When I was a kid, I loved November. Thanksgiving was a great holiday for a kid like me who enjoys wearing sweaters and eating pie. When I was in college, I loved November. We came home to the Cranberry Classic basketball tournament, sporting our newly minted Greek letters or school colors. There was just enough break for us to catch a breather before finals.
As an adult and a farm family, November has become a little harder. Harvest *should* be done. The weather is getting colder, so chores are less fun. The nights start at 4:30, and if you're a mom of toddlers, going to bed at 5:30 makes for a hard next day.
Four years ago, November took a whole other meaning. We lost Joe's mom to cancer November 20th. Josie's birthday is just a week after, and while we are still celebratory and together around that time, November is still hard.
Yesterday, in true November form, we received the news that we lost one of our friends, Jay.
November, you're relentless. Cancer, you stink.
I just saw Jay about a month or so ago, maybe longer. I was having a lunch meeting at a little restaurant off the interstate, and in he walked, plopping right next to me, introducing himself to my colleagues. After my meeting ended, I went over and sat with him, joking with him about how he was eating pie before his lunch. "You gotta live, Miss Emily."
Yep. You do.
Jay was one of those guys who made Joe and me laugh about everything and anything. When we first had Josie, we were attending a mutual friend's wedding. I was holding our newborn, standing and chatting with Jay while Joe was off talking somewhere else. Another one of Jay's friends (did he have millions of friends or what?) came up and Jay said, just as casually as he could, "Have you met my wife, Emily?"
We laughed so hard that day, and every time I saw him or he saw Joe, he would ask, "How's my wife?"

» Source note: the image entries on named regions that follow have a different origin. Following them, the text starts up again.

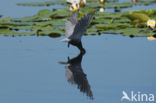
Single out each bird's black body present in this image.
[68,40,86,54]
[61,13,94,53]
[60,53,93,99]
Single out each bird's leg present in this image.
[77,42,86,54]
[68,42,70,48]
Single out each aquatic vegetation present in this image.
[147,36,156,40]
[0,8,156,37]
[147,19,155,29]
[17,1,55,6]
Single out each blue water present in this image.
[0,0,156,103]
[0,35,156,103]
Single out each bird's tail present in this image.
[61,38,70,42]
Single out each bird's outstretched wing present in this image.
[70,13,94,41]
[65,12,78,38]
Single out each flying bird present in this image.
[61,12,94,53]
[59,53,93,99]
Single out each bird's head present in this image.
[70,3,80,12]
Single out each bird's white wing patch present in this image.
[65,21,75,38]
[65,13,78,38]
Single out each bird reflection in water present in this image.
[59,53,93,99]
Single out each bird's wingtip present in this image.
[60,38,70,42]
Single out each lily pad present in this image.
[17,1,55,6]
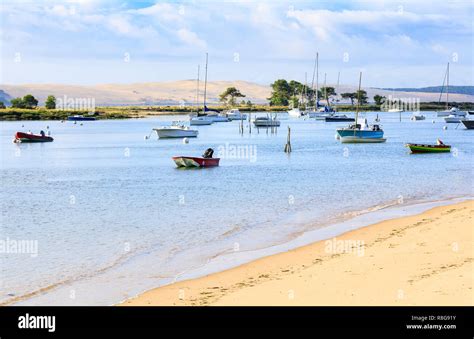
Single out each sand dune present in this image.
[0,80,474,106]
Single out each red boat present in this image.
[13,132,54,142]
[173,156,221,167]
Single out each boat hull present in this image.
[406,144,451,153]
[461,120,474,129]
[172,156,220,168]
[13,132,54,142]
[155,128,199,139]
[340,136,387,144]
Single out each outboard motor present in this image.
[202,148,214,159]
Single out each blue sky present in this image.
[0,0,474,87]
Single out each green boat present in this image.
[406,144,451,153]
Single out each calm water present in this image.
[0,113,474,304]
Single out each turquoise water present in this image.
[0,113,474,305]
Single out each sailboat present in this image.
[189,65,213,126]
[336,72,386,143]
[437,62,466,117]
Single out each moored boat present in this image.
[172,148,220,168]
[405,143,451,153]
[153,122,199,139]
[461,119,474,129]
[13,132,54,143]
[253,117,280,127]
[67,114,95,121]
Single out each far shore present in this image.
[120,200,474,306]
[0,103,474,121]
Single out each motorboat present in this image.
[461,119,474,129]
[189,116,214,126]
[13,132,54,143]
[67,114,95,121]
[405,143,451,153]
[444,114,465,124]
[410,113,426,121]
[324,114,355,122]
[288,107,304,118]
[225,108,247,121]
[172,148,220,168]
[436,107,466,118]
[253,117,280,127]
[153,121,199,139]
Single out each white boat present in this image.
[388,108,403,113]
[410,113,426,121]
[437,107,466,118]
[444,114,465,124]
[225,108,247,121]
[253,117,280,127]
[189,116,214,126]
[288,107,303,118]
[153,121,199,139]
[206,113,230,122]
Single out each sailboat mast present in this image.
[314,52,319,109]
[446,62,449,110]
[354,72,362,131]
[204,53,208,112]
[196,65,200,115]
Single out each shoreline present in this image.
[119,199,474,306]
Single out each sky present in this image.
[0,0,474,87]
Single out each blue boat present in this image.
[67,115,95,121]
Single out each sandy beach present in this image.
[121,200,474,306]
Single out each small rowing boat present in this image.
[172,148,221,168]
[406,144,451,153]
[13,132,54,142]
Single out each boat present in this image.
[324,114,355,122]
[172,155,220,167]
[189,116,214,126]
[444,114,464,124]
[461,119,474,129]
[67,114,95,121]
[288,107,304,118]
[253,117,280,127]
[405,144,451,153]
[225,108,247,121]
[13,132,54,143]
[172,148,220,168]
[410,113,426,121]
[436,107,466,118]
[153,121,199,139]
[388,108,403,113]
[336,72,386,143]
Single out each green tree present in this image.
[354,89,368,105]
[374,94,386,106]
[23,94,38,109]
[268,79,294,106]
[44,95,56,109]
[341,93,356,106]
[219,87,245,106]
[10,98,25,108]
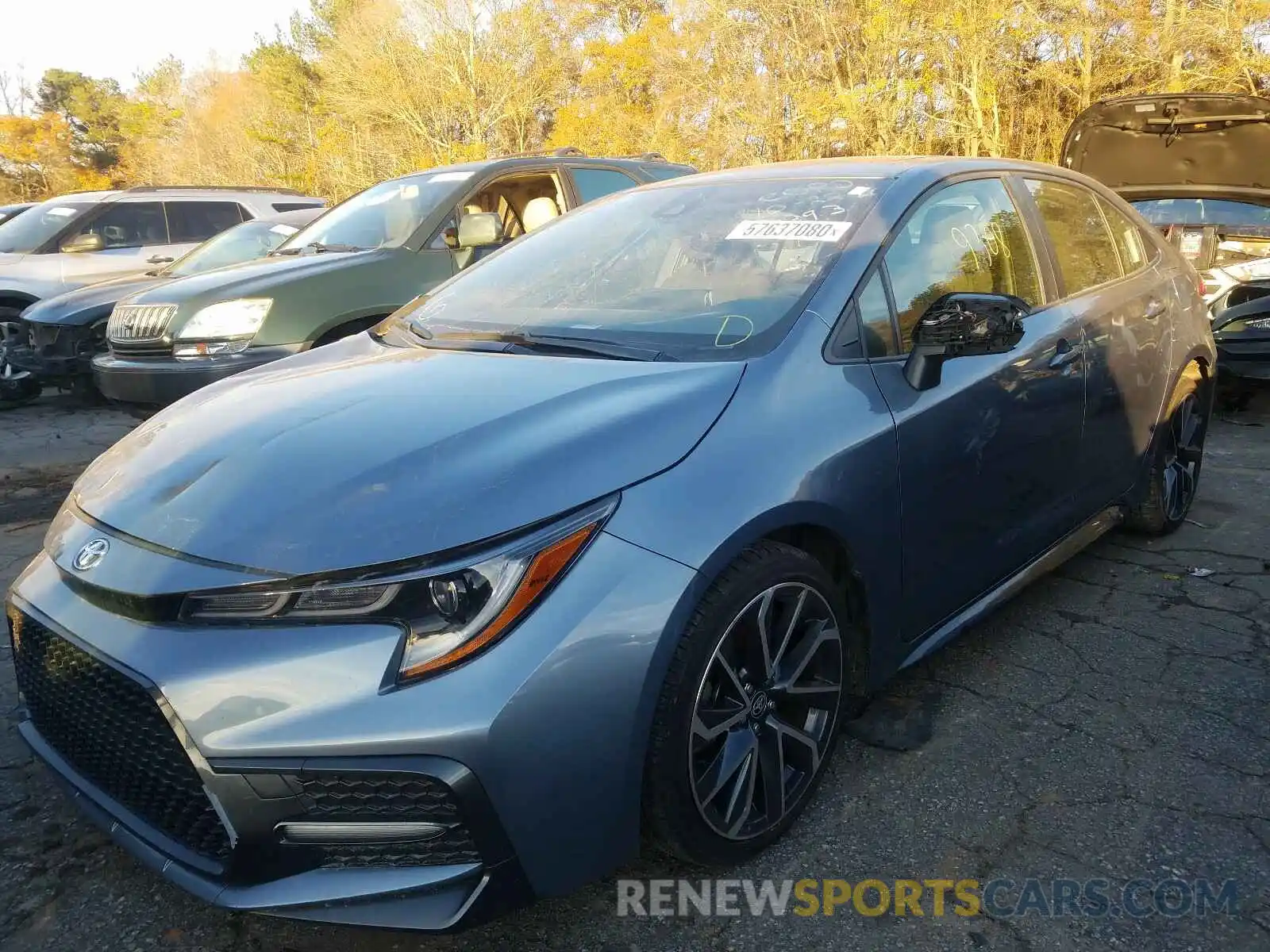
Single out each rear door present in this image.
[857,178,1084,639]
[1026,176,1177,512]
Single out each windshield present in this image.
[0,198,94,254]
[1132,198,1270,228]
[392,178,885,360]
[279,171,471,251]
[159,221,300,278]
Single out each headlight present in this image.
[180,497,618,681]
[176,297,273,340]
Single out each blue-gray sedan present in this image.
[8,160,1215,929]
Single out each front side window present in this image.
[0,198,97,254]
[856,271,899,357]
[390,178,887,360]
[67,202,167,249]
[167,202,243,244]
[279,171,471,251]
[160,221,298,278]
[569,169,639,202]
[885,179,1041,351]
[1027,179,1120,294]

He was a talented and smart and funny and witty and complex guy. But he was sick. When I saw him last, we spoke of Joe's health and when I asked him how he was, "I'm okay today!" was his cheerful answer.
I believed him.
I just don't get this world we live in. I don't understand God's plan when it includes taking people like Jay out of the world at such a young age. Jay had already lost his mom at an even younger age, and now his dad has to go through this? This is what brings me to tears today. The unfairness of it all.
Friends, I am here to tell you that I'm done with November. Today I'm sad and tired of trying to explain why my iPhone knows where I am at all times and can get me an Uber, a Starbucks, and everything on Amazon, and yet we keep losing friends and family to this crappy disease.
November, you're relentless.
However, I am too. I will keep telling stories about Grammy to my kids who never met her to keep those memories alive. I will hold fast to the last hug I gave to Jay and will chuckle every time I think of him and his funny references and stories. Joe and I rarely say the correct city name for Davenport, Iowa. Thanks to Jay, it's Couch to us.
Rest in peace, Jay. This Thanksgiving, I'll eat pie first in your honor.